Her Movie Review

Or How Hipsters Took A Dump On The Porch Of Sci-Fi

** This review contains spoilers, but to be honest there is nothing much to spoil.


I really like Joaquin Phoenix. In this movie he is a sad hipster going through a divorce, who falls in love with his artificially intelligent operating system. He plays the part of a depressed hipster loser very well, so props to him for that. 
Thinking that this will be a score for me, a sci-fi fan and my wife, a romance fan, I picked this movie for us to watch. What I didn't expect was for the movie to fail so badly at doing both genres. Being the nice guy that I am, I watch the occasional romance movie with my wife, and some of them are pretty good. The Vow was a sad movie with hipsters bohemians that I really liked. The Rebound was a romantic comedy I couldn't help liking. 

One thing that makes a romance succeed is if the characters have actual personalities. The sad panda protagonist seems to have a personality that makes us want to commit suicide on his behalf, and the OS he falls in love with, Samantha, is just too perfect in every way. The first thing this hyper intelligent AI wants to do when it is switched on is have a relationship with its owner. Pretty weird. Even weirder is that it never really shows how they fall in love. In the world of romance this is a big no no. The moment the couple falls in love is integral in the story. Way to screw that up Jonze. I guess expecting more from the writer of Jackass was a wrong thing to do. 

On to the sci-fi bit. The sci-fi in this movie is so utterly pathetic it made me want to cry. It is a fact that the occulus rift exists today. It is quite a wonder that the only solution that the lovers have to meet (and this was the hyper intelligent AI's idea) was to get some random chick off the internet to pretend to be her. You would think that by the time we can build AI capable of naming themselves we would be able to simulate touch in a virtual environment or at least be able to make a passable fembot. The movie pretends that robotics and virtual reality never existed to create an alternate hipster future where you are stuck with an even smaller screen in your awkward hipster shirt pocket where people are constantly mumbling to their computers on the bus. In fact the whole thing views like a hipster iPhone wank fantasy based on the Siri character. Besides falling in love, the only thing this AI seems to be able to do is send and sort e-mails, make tea and transcend known physics to leave you without an operating system on your computer. And we thought Windows was awful!

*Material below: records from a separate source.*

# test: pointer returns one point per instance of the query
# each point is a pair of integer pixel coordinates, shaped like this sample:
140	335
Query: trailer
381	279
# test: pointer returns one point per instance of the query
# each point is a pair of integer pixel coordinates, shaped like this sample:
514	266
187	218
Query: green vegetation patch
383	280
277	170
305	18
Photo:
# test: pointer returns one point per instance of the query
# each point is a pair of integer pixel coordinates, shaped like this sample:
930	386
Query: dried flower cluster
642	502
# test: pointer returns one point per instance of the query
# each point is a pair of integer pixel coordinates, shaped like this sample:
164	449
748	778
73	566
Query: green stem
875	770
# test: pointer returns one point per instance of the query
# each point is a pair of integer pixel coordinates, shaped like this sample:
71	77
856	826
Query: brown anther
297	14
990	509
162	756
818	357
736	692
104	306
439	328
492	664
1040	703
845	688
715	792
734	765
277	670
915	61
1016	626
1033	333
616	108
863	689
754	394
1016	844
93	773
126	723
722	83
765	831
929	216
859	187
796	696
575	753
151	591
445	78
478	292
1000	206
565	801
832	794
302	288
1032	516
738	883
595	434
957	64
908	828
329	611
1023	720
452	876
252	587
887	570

The movie in general is so full of the ideal hipster world, which should rightly be called a hellish dystopia of mid 20th century style mixed with people who seem depressed and bored with their lives, divorcing each other because of where you should put your shoes when you come into the house. I know where I want to put my shoe: right up Jonze's ass for writing such a shitty screenplay and torturing me with hipster dystopia for 122 minutes. 

Towards the end, and in no way am I ruining this movie for you, the AI suddenly decides to bugger off with its friends leaving our depressed meatbag alone. He and his recently divorced friend go up onto a rooftop, and a glimmer of hope twinkled in my eye when I thought that they would commit suicide because their operating systems left them. Unfortunately it just ends there. You don't end a romance movie with an unresolved question like "do the hipster losers hook up" and given that you have molested sci-fi and romance, the least you could do is offer a consolation prize of a kiss between the hipster losers. But nay. It just ends like that. 

The movie is a desperate attempt to offer social commentary and to be deep, but it even fails at that. There is no moral of the story, and there is no resolution to the protagonist's dilemma of being a lonely hipster with poor fashion sense.